High-quality draft genome sequence data of six Lactiplantibacillus plantarum subsp. argentoratensis strains isolated from various Greek wheat sourdoughs

Maria K Syrokou ^a, Spiros Paramithiotis ^a, Panagiotis N Skandamis ^a, Eleftherios H Drosinos ^a, Loulouda Bosnea ^b, Marios Mataragas ^b,^⁎

PMCID: PMC8193102 PMID: 34150961

Abstract

Lactiplantibacillus plantarum is a species found in a wide range of foods and other commodities.

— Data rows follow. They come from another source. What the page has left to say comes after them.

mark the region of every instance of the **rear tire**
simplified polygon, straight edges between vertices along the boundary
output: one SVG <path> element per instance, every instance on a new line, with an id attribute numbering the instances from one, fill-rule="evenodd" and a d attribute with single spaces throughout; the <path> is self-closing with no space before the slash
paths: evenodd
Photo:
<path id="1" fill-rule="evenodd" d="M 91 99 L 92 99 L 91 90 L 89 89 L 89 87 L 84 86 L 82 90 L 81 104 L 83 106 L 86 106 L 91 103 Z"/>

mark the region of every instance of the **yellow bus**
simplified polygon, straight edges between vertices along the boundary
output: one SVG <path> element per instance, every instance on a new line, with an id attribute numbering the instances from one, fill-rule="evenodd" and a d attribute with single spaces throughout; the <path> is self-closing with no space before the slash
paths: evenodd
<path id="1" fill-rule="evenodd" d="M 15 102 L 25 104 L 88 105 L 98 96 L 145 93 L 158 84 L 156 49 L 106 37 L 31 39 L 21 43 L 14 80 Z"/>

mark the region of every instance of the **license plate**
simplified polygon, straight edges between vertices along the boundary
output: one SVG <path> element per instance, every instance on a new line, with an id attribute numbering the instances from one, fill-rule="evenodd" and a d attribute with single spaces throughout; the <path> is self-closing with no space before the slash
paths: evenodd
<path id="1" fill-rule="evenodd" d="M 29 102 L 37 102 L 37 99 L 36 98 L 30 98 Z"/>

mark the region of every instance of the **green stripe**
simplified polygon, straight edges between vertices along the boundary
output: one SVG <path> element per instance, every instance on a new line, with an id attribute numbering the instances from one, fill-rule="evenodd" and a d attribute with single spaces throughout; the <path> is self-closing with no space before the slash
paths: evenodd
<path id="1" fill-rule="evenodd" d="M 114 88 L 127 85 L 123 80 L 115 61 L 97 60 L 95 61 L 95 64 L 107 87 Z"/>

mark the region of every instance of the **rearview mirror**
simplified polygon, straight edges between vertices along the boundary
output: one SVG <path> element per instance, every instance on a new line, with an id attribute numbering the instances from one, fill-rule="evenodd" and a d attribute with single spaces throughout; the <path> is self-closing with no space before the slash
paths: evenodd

It can be used as starter or adjunct culture in fermented foods. Herein the annotated high-quality draft genome (scaffolds) of six L. plantarum subsp. argentoratensis strains (LQC 2320, LQC 2422, LQC 2441, LQC 2485, LQC 2516 and LQC 2520) isolated from various Greek wheat sourdoughs is presented. Raw sequence reads were quality checked, assembled into larger contiguous sequences and scaffolds were annotated. The total size of the genomes ranged from 3.13 Mb to 3.49 Mb and the GC content from 45.02% to 45.13%. The total number of coding and non-coding genes were between 3268 and 3723 (3091 to 3492 protein-coding genes, 62 to 107 repeat-region, 54 to 59 tRNAs and 2 to 5 rRNAs, 20 to 30 crispr-repeats, 17 to 26 crispr-spacers and 2 to 4 crispr-arrays). The Whole Genome Shotgun project has been deposited at DDBJ/ENA/GenBank under the accession numbers JAEQMR000000000, JAEQMQ000000000, JAEQMP000000000, JAEQMO000000000, JAEQMN000000000 and JAEQMM000000000. The version described in this paper is version JAEQMR010000000, JAEQMQ010000000, JAEQMP010000000, JAEQMO010000000, JAEQMN010000000 and JAEQMM010000000. Raw sequence reads have been submitted in the Sequence Read Archive (SRA) under the BioProject accession number PRJNA689714 (BioSample accession numbers SAMN17215143, SAMN17215144, SAMN17215145, SAMN17215146, SAMN17215147 and SAMN17215148 and SRA accession numbers SRR13357463, SRR13357464, SRR13357465, SRR13357466, SRR13357467, SRR13357468).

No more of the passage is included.